Auf den Flachbildschirmen leuchteten die immer sichereren Hochrechnungen, es gab zur Feier des Tages Craft-Bier und Würstel, aber das Partyzelt neben der Steyrer VP-Bezirksparteileitung blieb Sonntagabend trotzdem halbleer. Anstatt auf die wahrscheinliche Kanzlerschaft Sebastian Kurz’ mit einem Gläschen anzustoßen, umringten der Steyrer Bezirksparteiobmann und Nationalrat Johann Singer (VP) und seine Funktionäre den Computer, neugierig auf jedes Sprengelergebnis.

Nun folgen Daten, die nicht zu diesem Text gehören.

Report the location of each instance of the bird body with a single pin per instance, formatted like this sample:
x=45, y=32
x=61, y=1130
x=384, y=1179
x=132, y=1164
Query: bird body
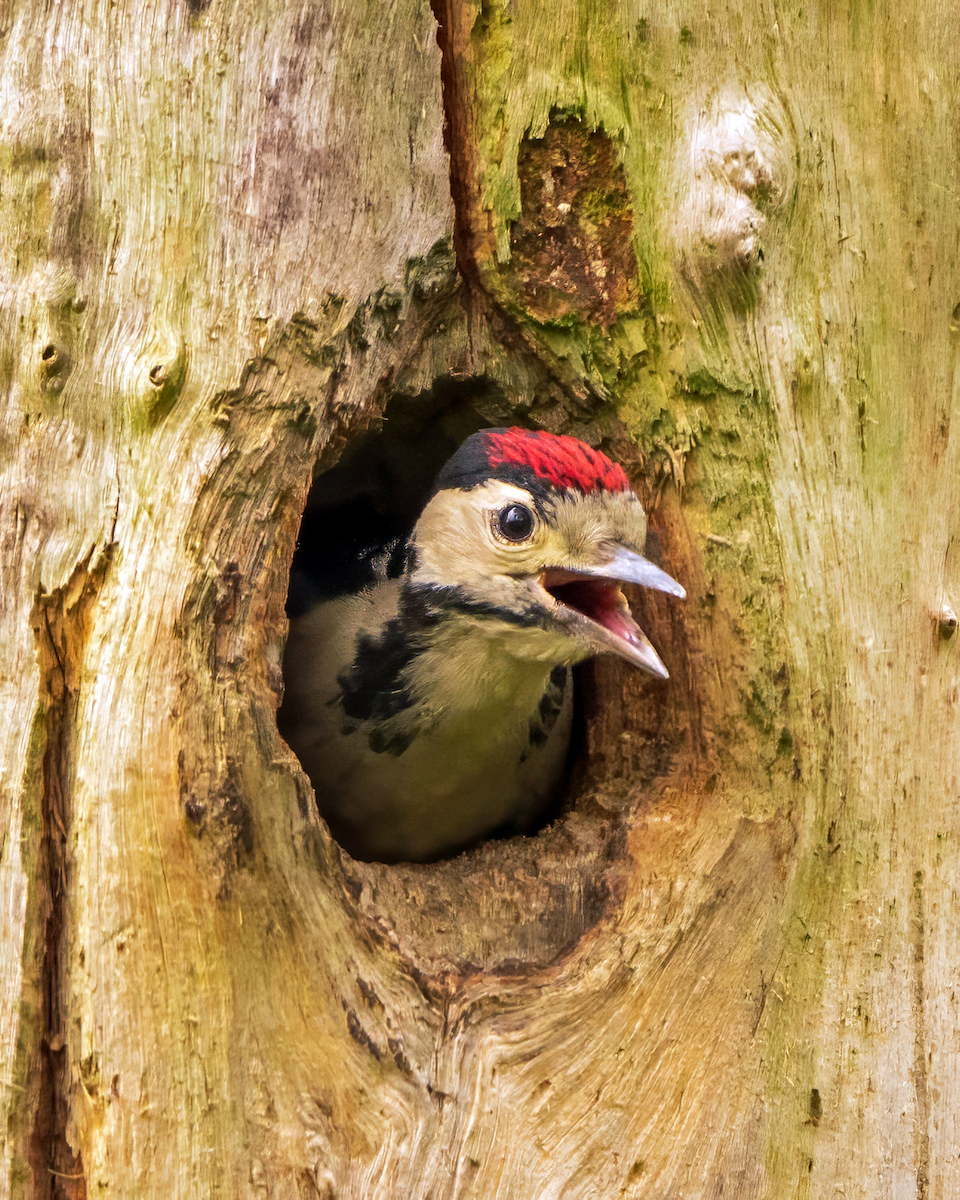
x=435, y=708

Stimmungstöter war der Bezirkskandidat aus Gmunden, Arno Perfaller aus St. Wolfgang, der für seine Vorzugsstimmenkampagne alle seine Freunde, Bekannten und Parteileute in Bewegung setzte. Für Johann Singer fing die von der neuen türkisen Bewegung verordnete Vergabe der Parlamentssitze bei einer Höherbewertung der Vorzugsstimmen über das Gesetzesmaß hinaus an, ungemütlich zu werden. Dazu musste er sich noch am Wahlabend als Schiedlberger Bürgermeister mit der Nachrede herumschlagen, dass die VP in seiner Gemeinde als eine der ganz wenigen im Bundesgebiet mit minus 2,2 Prozent Stimmen eingebüßt hat. "Wir haben 25 Prozent Wahlkartenwähler, das verzerrt das Ergebnis ungemein", kontert Singer, zudem hält die VP mit 56,7 Prozent bei einer Nationalratswahl in Schiedlberg immer noch einen einsamen Rekord.

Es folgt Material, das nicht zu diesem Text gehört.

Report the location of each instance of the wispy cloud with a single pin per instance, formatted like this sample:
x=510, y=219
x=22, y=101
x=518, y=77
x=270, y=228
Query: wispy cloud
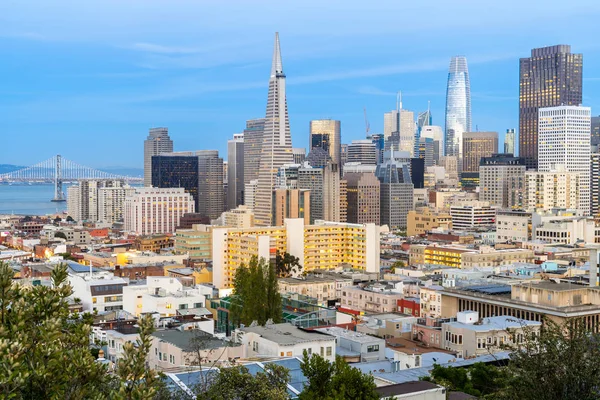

Umstrittene Vorzugsstimmen
Die Konkurrenz um Singers Wiedereinzug ins Parlament ist hausgemacht. Die neue Regel, dass jeder Kandidat um Vorzugsstimmen laufen müsse und ein vorderer Listenplatz kein Sicherheitsgurt mehr sei, haben Perfallers Parteifreunde generalstabsmäßig umgesetzt: Das Salzkammergut soll damit endlich wieder einen Abgeordneten im Parlament haben. An jedem Stadeltor und an jeder Gartenmauer wurde nur noch für Perfaller plakatiert und nicht für den Spitzenkandidaten im Traunviertler Wahlkreis, der Johann Singer heißt.

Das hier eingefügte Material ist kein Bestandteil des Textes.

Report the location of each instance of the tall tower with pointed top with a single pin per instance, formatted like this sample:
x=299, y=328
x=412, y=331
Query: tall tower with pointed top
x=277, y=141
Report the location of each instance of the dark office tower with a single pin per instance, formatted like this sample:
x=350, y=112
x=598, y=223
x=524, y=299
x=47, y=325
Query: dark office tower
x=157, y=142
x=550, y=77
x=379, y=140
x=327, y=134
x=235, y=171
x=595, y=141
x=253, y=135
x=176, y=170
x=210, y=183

Singer blieb nichts anderes übrig, als gute Miene zum bösen Spiel zu machen. Wie jeder VP-Kandidat unterschrieb er einen obligaten Privatvertrag, mit dem er sich der Höherbewertung der Vorzugsstimmen über das Wahlgesetz hinaus unterwirft, im Falle des Falles, dass ihn einer überholt. "Dieses Modell der Vorzugsstimmen hat sicher zu mehr Mobilisierung und zum Erfolg für Sebastian Kurz beigetragen und war daher richtig", sagt Singer artig, "ob das aber auf Dauer der Weisheit letzter Schluss ist?" Am Wahlabend wünschte man in der VP-Bezirksparteileitung das Vorzugsstimmenmodell, das die ÖVP Niederösterreich um den jetzigen Innenminister und seinerzeitigen Waidhofner Bürgermeister Wolfgang Sobotka (VP) erfunden hatte, zum Teufel. "Das ist das beste Mittel, um eine Mannschaft zu entzweien, die gemeinsam laufen soll", sagte ein hoher Funktionär bewusst in Hörweite der OÖN.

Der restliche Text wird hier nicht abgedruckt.